The diagram shows a rectangle abcd inscribed in a circle. Given $\displaystyle AB=4x$cm and $\displaystyle BC=8$ cm, show that the area, $\displaystyle P cm^2$ of the shaded region is given by $\displaystyle P = 4(\pi x^2+4 \pi -8x)$

2. [quote=Punch;527303]The diagram shows a rectangle abcd inscribed in a circle.
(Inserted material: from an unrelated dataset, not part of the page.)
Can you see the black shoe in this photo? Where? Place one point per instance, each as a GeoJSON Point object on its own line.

Given $\displaystyle AB=4x$cm and $\displaystyle BC=8$ cm, show that the area, $\displaystyle P cm^2$ of the shaded region is given by $\displaystyle P = 4(\pi x^2+4 \pi -8x)$

You can work out the diameter using the Pythagorean Theorem.

$\displaystyle (4x)^2 + 8^2 = D^2$

$\displaystyle 16x^2 + 64 = D^2$

$\displaystyle D = \sqrt{16x^2 + 64}$.

Therefore the radius $\displaystyle r = \frac{\sqrt{16x^2 + 64}}{2}$.

So the area of the circle is

$\displaystyle A_{\textrm{Circle}} = \pi r^2$

$\displaystyle = \pi \left(\frac{\sqrt{16x^2 + 64}}{2}\right)^2$

$\displaystyle = \pi \left(\frac{16x^2 + 64}{4}\right)$

$\displaystyle = \pi (4x^2 + 16)$

$\displaystyle 4\pi x^2 + 16\pi$.

Now if we work out the area of the rectangle,

$\displaystyle A_{\textrm{Rectangle}} = 4x \cdot 8$

$\displaystyle = 32x$.

So the area of the shaded region is

$\displaystyle A_{\textrm{Shaded}} = A_{\textrm{Circle}} - A_{\textrm{Rectangle}}$

$\displaystyle = 4\pi x^2 + 16\pi - 32x$

$\displaystyle = 4(\pi x^2 + 4\pi - 8x)$.